Vermiş olduğum bu iki örnek parayla ilgili de olsa aslında içsel çocuğumuz her konuda kendini belli eder. Özellikle ikili ilişkiler alanında her iki tarafın yaralı içsel çocukları ilişkinin gidişatını sekteye uğratır. Günümüzde ikili ilişkilerin bu kadar zorlaşmış olması ve ayrılıkların bu derece artmasının ardında da yine yaralı içsel çocuğumuz vardır. Çünkü sağlıklı ilişkileri ve olgun birliktelikleri sadece yetişkinler kurabilir. Çocuklar anne babaya bağımlıdır. İçsel çocuklarımızla bir aşk ilişkisi yaşamaya başladığımızda iletişime geçen parçalar olgun yetişkinler değildir. Bu yüzden evlilik ilişkisi zaman içerisinde anne - oğul veya baba - kız ilişkisine dönüşür. İşte bu aşamadan sonra kavgalar, küslükler, ihanetler ve ayrılıklar başlar. Çünkü misal olarak kadının içsel çocuğu ailede sevgiyi hizmet etmekle eşdeğer gördüyse, eşinden sevgi alabilmek için ona hizmet etmesi gerektiğini düşünür. Yemeğini hazırlar, çamaşırlarını yıkar, ütülerini yapar. Farkında olmasa da erkeğin annesine dönüşür. Her erkek annesine bağlıdır bu yüzden bu kadına da bağlı kalmaya devam eder ama hiçbir erkek annesiyle sevişmek istemez. Bu yüzden karısını aldatmaya başlar ama yine de ondan asla boşanmaz. 

Bu örnekleri o kadar çok uzatabiliriz ki.. Bunlar hepimizin kendinden veya yakın çevresinden her gün duyduğu sorunlardır. Oysa bu sorunlar yaralı içsel çocuklarımızı sevgiyle sarmalamayı öğrenmemizle çözülebilecek basit sorunlardır. 

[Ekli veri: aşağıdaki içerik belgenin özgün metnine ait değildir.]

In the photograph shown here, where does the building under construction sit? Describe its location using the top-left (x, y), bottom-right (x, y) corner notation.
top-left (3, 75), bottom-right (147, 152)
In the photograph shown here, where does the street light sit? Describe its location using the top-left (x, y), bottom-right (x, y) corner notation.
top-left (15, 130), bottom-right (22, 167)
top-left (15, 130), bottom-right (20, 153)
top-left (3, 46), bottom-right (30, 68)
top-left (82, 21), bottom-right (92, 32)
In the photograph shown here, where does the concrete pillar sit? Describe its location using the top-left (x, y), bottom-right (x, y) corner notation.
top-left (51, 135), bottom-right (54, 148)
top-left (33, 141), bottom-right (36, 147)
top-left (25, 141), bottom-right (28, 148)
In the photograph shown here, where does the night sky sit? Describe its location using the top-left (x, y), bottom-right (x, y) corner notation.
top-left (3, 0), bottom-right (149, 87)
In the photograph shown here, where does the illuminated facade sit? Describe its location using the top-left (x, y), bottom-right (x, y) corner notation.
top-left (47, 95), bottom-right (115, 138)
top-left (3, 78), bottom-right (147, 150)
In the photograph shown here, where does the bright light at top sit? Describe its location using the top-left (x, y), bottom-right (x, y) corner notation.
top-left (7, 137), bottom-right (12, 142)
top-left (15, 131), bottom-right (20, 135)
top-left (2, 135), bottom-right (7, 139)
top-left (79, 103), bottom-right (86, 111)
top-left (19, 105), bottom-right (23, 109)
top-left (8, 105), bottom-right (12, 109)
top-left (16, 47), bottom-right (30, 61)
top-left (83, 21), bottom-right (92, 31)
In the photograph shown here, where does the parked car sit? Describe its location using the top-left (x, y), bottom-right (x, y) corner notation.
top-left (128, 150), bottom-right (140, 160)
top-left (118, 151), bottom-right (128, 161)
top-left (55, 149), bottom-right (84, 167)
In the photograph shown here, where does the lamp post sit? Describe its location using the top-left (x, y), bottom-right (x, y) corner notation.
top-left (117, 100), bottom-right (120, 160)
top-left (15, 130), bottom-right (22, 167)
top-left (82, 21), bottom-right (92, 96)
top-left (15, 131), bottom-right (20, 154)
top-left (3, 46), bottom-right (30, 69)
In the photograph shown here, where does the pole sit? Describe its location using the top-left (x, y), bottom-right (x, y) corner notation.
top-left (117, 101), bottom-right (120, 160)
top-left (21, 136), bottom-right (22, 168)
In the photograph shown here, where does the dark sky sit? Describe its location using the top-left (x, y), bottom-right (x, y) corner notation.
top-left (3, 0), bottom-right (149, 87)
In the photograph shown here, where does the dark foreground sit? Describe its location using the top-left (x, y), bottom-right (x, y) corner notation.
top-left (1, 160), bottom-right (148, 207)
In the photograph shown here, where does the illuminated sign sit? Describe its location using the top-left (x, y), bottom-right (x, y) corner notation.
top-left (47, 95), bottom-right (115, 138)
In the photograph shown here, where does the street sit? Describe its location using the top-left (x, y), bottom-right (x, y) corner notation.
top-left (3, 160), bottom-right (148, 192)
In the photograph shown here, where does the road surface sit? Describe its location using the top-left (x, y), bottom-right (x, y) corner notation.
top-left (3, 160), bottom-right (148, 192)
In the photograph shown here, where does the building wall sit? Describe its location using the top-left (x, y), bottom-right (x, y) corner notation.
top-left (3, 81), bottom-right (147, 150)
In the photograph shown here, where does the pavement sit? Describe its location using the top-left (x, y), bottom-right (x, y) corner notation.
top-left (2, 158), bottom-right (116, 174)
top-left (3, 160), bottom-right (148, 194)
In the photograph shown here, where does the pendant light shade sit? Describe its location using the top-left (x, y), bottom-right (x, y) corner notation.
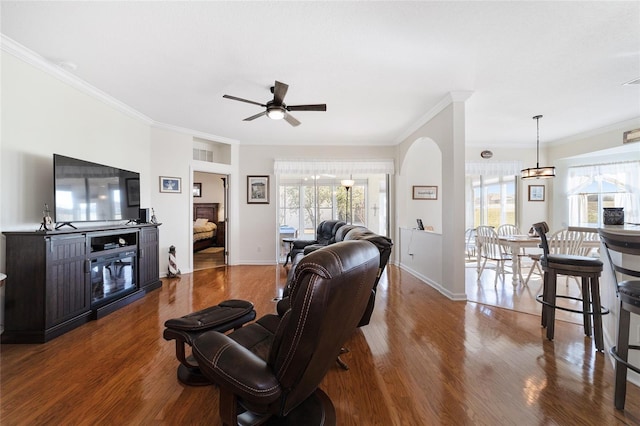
top-left (520, 115), bottom-right (556, 179)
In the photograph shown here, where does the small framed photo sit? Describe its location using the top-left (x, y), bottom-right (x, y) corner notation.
top-left (247, 176), bottom-right (269, 204)
top-left (413, 185), bottom-right (438, 200)
top-left (126, 178), bottom-right (140, 207)
top-left (193, 182), bottom-right (202, 197)
top-left (160, 176), bottom-right (182, 194)
top-left (529, 185), bottom-right (544, 201)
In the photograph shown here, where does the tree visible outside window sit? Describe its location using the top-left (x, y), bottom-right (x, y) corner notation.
top-left (567, 161), bottom-right (640, 226)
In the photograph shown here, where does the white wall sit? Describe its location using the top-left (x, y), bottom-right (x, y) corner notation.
top-left (396, 98), bottom-right (466, 299)
top-left (398, 138), bottom-right (442, 233)
top-left (0, 52), bottom-right (151, 270)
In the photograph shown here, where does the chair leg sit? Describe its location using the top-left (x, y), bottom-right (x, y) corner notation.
top-left (591, 275), bottom-right (604, 352)
top-left (523, 259), bottom-right (543, 286)
top-left (582, 277), bottom-right (595, 337)
top-left (540, 272), bottom-right (549, 328)
top-left (336, 348), bottom-right (349, 370)
top-left (612, 303), bottom-right (631, 410)
top-left (220, 388), bottom-right (238, 426)
top-left (546, 270), bottom-right (558, 340)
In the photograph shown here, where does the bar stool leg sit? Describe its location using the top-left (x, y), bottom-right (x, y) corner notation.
top-left (613, 303), bottom-right (631, 410)
top-left (541, 271), bottom-right (551, 328)
top-left (581, 277), bottom-right (592, 337)
top-left (546, 269), bottom-right (558, 340)
top-left (591, 275), bottom-right (604, 352)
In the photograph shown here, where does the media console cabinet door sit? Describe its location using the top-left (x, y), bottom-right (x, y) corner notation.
top-left (45, 235), bottom-right (91, 328)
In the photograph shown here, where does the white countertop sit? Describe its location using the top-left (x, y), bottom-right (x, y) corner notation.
top-left (567, 223), bottom-right (640, 234)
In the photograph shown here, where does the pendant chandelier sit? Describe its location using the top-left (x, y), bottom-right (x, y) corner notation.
top-left (521, 115), bottom-right (556, 179)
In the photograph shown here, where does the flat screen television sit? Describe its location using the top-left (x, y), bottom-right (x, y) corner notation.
top-left (53, 154), bottom-right (140, 229)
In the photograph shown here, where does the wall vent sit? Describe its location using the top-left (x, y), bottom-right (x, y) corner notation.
top-left (193, 148), bottom-right (213, 163)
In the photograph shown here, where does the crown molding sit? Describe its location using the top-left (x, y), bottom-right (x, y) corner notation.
top-left (0, 34), bottom-right (239, 145)
top-left (393, 90), bottom-right (473, 145)
top-left (151, 121), bottom-right (240, 145)
top-left (0, 34), bottom-right (153, 124)
top-left (545, 117), bottom-right (640, 146)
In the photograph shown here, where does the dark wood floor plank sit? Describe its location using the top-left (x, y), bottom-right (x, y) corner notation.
top-left (0, 266), bottom-right (640, 426)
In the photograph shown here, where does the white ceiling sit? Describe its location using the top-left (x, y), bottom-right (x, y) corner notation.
top-left (0, 1), bottom-right (640, 146)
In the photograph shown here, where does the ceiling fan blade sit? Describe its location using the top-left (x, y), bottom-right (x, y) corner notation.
top-left (284, 113), bottom-right (300, 127)
top-left (287, 104), bottom-right (327, 111)
top-left (273, 80), bottom-right (289, 105)
top-left (222, 95), bottom-right (267, 108)
top-left (242, 111), bottom-right (267, 121)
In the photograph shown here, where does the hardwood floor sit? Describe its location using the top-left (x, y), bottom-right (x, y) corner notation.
top-left (0, 266), bottom-right (640, 425)
top-left (193, 247), bottom-right (225, 271)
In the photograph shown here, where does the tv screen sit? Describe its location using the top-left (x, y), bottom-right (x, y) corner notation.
top-left (53, 154), bottom-right (140, 223)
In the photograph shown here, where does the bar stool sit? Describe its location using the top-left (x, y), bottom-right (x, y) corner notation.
top-left (533, 222), bottom-right (609, 352)
top-left (598, 229), bottom-right (640, 410)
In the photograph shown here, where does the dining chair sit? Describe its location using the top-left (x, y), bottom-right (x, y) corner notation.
top-left (524, 229), bottom-right (583, 287)
top-left (476, 226), bottom-right (511, 286)
top-left (497, 224), bottom-right (526, 256)
top-left (464, 228), bottom-right (476, 260)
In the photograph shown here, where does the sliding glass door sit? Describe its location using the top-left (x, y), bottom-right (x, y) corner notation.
top-left (278, 174), bottom-right (388, 260)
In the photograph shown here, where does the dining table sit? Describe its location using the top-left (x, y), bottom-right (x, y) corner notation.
top-left (498, 234), bottom-right (540, 286)
top-left (477, 230), bottom-right (600, 286)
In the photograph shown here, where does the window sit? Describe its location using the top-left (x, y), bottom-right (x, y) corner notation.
top-left (278, 175), bottom-right (378, 239)
top-left (567, 161), bottom-right (640, 226)
top-left (467, 175), bottom-right (517, 228)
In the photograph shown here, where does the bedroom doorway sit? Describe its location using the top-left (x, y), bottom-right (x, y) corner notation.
top-left (193, 171), bottom-right (228, 271)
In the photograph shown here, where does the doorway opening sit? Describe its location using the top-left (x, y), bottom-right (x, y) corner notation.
top-left (193, 171), bottom-right (228, 271)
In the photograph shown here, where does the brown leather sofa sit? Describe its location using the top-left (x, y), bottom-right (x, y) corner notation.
top-left (287, 220), bottom-right (346, 262)
top-left (193, 241), bottom-right (380, 425)
top-left (276, 224), bottom-right (393, 327)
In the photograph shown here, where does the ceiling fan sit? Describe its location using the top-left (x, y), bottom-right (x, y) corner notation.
top-left (223, 81), bottom-right (327, 126)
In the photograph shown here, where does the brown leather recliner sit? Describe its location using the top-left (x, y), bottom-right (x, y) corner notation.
top-left (193, 241), bottom-right (380, 424)
top-left (276, 225), bottom-right (393, 328)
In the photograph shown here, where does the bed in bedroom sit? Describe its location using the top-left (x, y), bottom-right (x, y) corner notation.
top-left (193, 203), bottom-right (219, 252)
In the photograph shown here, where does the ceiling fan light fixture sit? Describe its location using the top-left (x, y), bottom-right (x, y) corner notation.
top-left (267, 107), bottom-right (284, 120)
top-left (520, 115), bottom-right (556, 179)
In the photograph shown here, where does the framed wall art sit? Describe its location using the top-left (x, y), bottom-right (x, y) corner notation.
top-left (126, 178), bottom-right (140, 207)
top-left (247, 176), bottom-right (269, 204)
top-left (413, 185), bottom-right (438, 200)
top-left (193, 182), bottom-right (202, 197)
top-left (160, 176), bottom-right (182, 194)
top-left (529, 185), bottom-right (544, 201)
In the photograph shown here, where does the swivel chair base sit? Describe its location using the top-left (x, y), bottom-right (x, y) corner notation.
top-left (238, 389), bottom-right (336, 426)
top-left (163, 300), bottom-right (256, 386)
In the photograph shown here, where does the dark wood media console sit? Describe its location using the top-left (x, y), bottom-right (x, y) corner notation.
top-left (1, 224), bottom-right (162, 343)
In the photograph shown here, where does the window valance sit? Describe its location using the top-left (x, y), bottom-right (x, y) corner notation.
top-left (273, 159), bottom-right (395, 175)
top-left (465, 160), bottom-right (522, 176)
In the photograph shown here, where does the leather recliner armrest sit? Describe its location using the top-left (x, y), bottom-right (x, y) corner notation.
top-left (291, 240), bottom-right (318, 250)
top-left (193, 331), bottom-right (282, 405)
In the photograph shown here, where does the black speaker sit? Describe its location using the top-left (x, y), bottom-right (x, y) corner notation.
top-left (138, 209), bottom-right (151, 223)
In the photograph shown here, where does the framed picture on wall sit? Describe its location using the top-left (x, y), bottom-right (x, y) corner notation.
top-left (160, 176), bottom-right (182, 194)
top-left (413, 185), bottom-right (438, 200)
top-left (193, 183), bottom-right (202, 197)
top-left (529, 185), bottom-right (544, 201)
top-left (126, 178), bottom-right (140, 207)
top-left (247, 176), bottom-right (269, 204)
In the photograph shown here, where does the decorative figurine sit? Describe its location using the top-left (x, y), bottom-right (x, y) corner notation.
top-left (40, 203), bottom-right (53, 231)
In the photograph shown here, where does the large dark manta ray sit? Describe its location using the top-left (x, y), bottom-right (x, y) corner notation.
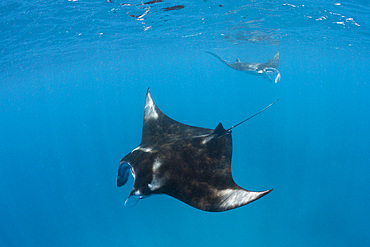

İçsel çocuğumla nasıl iletişime geçerim?

Genelde dolunaylarda veya transit Ay etkilerinin zorlayıcı olduğu zamanlarda duygusal olarak tetiklenir ve kendimizi huzursuz hissederiz. Bu gibi zamanlarda biliçaltının bilince ulaşması için kapılar açılır. Bu anlardan birini bulduğunuzda kendinizle başbaşa kalabileceğiniz bir ortama geçip gözlerinizi kapatıp "çocukluğumda yaşadığım hangi olayda aynı hisleri hissetmiştim?" sorusunu sormalısınız. Bu sizi belirli bir anıya götürecek. Bu anıyı hatırlamaya çalışın ve neler hissettiğinize bakın. Sonra içinizdeki çocuğa neye ihtiyacı olduğunu sorun ve ona bunu verin. Ona sarılın, güçlü olduğunu hissettirin ve sevgi gösterin. Çünkü içimizdeki çocuğun ihtiyaç duyduğu tek şey sevgidir. Çocukluğumuzda veya ergenliğimizde sevgi görememiş ve kendimizi değersiz hissetmiş olduğumuz birçok hayat deneyiminden geçmiş olabiliriz. Önemli olan bu anlara şimdide yolculuk edip o çocuğa ihtiyaç duyduğu şeyi vermektir. Şifa aslında bu kadar basittir. Carl G. Jung'un dediği gibi bilinçaltının bilince ulaşması şifanın yarı yoludur. Zannetmeyin ki, bunu bir kere yaparak bütün sorunlarınızdan kurtulacaksınız. Bizi paramparça yapan birçok anımız vardır. Bu çalışmayı her tetiklendiğinizde yapmalısınız. Her negatif duygunuzda derin bir nefes almalı, gözlerinizi kapatmalı ve sezgilerinizin sizi bu duygunun ilk defa ortaya çıktığı o an'a geri götürmesine izin vermelisiniz. Bunu yaptıkça, kendinizle olan bağınızın kuvvetlendiğini, içinizde çok güzel bir simya gerçekleştiğini hissedeceksiniz. Şifalanma süreci bitmek bilmeyen uzun bir içsel yolculuktur. Gökkubbedeki Ay var olduğu sürece duygusal tetiklenmelerimiz devam edecektir çünkü bu tekamül sürecinin çok önemli bir parçasıdır. 

Korkmayalım. 

Sadece sevgiyi hatırlayalım. Onu merkezimize tekrardan davet edelim ve sevgiyle kendimizi sarmayalım.